É noite, está escuro e chuvisca. O sono não vem e, seguindo um conselho médico antigo, saio da cama, desisto de brigar com o sono escondido, ligo a janela do mundo e escrevo. Olho as fotografias dos últimos dias, feitos de muito silêncio, muita solidão física, excessiva virtualidade. É curioso como, na Natureza, no meio da Serra, tantos motivos, pretextos?, me desafiam para novos e diferentes pensares.
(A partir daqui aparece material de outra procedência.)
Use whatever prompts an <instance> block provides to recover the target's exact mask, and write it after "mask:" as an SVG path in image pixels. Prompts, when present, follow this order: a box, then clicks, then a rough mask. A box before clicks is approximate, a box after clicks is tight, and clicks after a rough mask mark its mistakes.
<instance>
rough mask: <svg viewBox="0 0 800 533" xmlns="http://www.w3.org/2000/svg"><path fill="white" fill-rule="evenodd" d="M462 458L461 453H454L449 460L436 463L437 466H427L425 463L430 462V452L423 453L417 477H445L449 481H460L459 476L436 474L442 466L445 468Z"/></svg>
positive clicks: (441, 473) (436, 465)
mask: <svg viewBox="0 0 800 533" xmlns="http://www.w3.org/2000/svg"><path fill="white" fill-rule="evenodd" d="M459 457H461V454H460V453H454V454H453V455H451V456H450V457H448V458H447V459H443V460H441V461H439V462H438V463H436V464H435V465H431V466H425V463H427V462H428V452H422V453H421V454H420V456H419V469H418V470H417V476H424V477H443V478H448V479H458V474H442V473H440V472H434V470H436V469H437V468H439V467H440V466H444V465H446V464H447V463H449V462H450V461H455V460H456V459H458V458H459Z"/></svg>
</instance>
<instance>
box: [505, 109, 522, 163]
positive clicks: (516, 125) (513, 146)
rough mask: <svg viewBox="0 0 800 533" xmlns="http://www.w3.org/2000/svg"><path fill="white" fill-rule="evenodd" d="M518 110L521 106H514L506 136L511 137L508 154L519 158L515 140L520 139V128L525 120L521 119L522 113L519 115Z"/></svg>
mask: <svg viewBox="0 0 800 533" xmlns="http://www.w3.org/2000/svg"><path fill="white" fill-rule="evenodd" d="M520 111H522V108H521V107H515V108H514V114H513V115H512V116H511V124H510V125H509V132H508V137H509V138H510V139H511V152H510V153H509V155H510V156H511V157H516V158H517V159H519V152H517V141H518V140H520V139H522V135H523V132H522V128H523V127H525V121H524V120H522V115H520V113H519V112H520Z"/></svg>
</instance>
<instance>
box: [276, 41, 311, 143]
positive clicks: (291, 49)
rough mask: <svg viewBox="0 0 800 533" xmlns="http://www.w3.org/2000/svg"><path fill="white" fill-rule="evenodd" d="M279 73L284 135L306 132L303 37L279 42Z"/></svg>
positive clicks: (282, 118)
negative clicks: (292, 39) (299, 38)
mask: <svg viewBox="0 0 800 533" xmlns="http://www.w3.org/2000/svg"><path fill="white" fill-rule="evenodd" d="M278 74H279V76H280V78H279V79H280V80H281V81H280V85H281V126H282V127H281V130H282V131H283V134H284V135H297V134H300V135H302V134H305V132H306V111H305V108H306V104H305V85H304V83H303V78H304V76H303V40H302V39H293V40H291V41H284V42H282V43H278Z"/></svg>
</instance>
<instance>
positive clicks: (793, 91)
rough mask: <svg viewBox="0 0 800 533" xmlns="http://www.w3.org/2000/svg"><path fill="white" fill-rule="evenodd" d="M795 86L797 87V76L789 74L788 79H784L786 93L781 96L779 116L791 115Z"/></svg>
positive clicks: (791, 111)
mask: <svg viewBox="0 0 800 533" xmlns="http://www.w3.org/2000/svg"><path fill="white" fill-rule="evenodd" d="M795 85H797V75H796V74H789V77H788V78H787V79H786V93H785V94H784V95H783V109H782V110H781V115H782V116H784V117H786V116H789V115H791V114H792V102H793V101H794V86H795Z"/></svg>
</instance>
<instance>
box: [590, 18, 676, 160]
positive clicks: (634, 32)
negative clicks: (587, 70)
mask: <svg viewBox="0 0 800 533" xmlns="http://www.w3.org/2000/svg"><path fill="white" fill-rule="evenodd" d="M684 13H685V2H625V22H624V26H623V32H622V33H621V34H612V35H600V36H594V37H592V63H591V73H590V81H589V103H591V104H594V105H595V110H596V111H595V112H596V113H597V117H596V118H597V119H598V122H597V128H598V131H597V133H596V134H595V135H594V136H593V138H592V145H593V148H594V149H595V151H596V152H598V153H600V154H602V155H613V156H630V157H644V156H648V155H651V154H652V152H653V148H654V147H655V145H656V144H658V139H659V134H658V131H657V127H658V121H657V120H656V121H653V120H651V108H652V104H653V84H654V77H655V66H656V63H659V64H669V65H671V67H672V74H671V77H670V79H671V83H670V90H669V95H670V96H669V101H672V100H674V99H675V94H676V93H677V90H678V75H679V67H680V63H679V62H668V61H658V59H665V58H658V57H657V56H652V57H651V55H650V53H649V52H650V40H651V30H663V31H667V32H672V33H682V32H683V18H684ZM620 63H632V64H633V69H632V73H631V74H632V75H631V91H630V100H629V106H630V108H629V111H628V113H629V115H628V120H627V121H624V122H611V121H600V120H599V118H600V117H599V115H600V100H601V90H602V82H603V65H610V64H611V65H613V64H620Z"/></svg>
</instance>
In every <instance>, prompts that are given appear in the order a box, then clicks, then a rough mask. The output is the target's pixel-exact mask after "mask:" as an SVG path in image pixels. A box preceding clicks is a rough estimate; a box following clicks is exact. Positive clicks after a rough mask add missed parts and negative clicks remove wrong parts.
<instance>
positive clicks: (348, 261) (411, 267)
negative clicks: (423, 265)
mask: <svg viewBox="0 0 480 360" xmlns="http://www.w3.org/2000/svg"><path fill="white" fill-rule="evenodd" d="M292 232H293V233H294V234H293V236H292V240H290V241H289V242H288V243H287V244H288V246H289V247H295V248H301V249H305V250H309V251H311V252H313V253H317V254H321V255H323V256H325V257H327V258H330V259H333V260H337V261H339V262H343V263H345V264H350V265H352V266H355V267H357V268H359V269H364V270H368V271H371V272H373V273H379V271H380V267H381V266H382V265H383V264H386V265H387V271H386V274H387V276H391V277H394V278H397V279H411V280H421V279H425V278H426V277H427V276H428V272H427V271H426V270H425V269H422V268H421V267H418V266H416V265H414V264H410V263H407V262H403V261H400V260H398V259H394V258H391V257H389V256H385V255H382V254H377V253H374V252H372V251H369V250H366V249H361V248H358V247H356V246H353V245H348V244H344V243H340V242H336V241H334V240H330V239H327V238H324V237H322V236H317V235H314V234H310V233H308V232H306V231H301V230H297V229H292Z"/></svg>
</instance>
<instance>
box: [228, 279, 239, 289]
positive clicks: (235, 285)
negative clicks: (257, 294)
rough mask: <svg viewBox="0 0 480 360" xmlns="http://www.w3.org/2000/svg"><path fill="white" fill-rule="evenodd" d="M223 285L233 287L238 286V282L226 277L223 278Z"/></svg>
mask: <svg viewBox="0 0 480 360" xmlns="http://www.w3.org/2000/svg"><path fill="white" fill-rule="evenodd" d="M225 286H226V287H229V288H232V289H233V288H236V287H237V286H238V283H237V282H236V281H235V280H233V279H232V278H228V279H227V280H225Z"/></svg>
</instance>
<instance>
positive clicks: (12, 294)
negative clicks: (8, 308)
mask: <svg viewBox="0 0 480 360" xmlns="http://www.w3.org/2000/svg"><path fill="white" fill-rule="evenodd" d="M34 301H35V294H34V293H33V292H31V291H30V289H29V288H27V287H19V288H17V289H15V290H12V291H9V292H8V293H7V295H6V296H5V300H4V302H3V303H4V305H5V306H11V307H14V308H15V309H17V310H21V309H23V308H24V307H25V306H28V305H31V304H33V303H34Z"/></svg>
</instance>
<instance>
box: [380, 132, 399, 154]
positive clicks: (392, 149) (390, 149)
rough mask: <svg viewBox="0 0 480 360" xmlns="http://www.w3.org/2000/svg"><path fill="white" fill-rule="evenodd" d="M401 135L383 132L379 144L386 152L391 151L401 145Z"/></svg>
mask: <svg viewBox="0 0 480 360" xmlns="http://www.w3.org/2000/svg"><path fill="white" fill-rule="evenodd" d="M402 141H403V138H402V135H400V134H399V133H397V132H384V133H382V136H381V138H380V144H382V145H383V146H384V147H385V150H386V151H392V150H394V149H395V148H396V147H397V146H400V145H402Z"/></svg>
É a árvore despenteada, a sugerir-me a minha própria desordem interior, é o perfeito buraco feito pelo pica-pau que gosto de ouvir, a lembrar-me que, muitas vezes, o que parece perfeito está cheio de vazio, é a velha nora a olhar com desconfiança as placas de energia solar, para que não me esqueça que a vida se faz de sucessões e não de perdas e abandonos.
Talvez. Talvez a natureza tenha razão. Mas eu sinto a dor de muitos vazios, de muitas mágoas, de ferimentos fundos provocados por pessoas que, algumas, nunca sequer conheci. Podem herdar-se mágoas? Pode sofrer-se por causas indirectas?
Vou buscar água, e reparo que deixei a janela aberta e não há estrelas. Lá fora, só a noite escura, sufocante e húmida.Quantas noites terei passado assim, desperta, tentando esquecer o que insiste em ser lembrado? Não gosto da noite.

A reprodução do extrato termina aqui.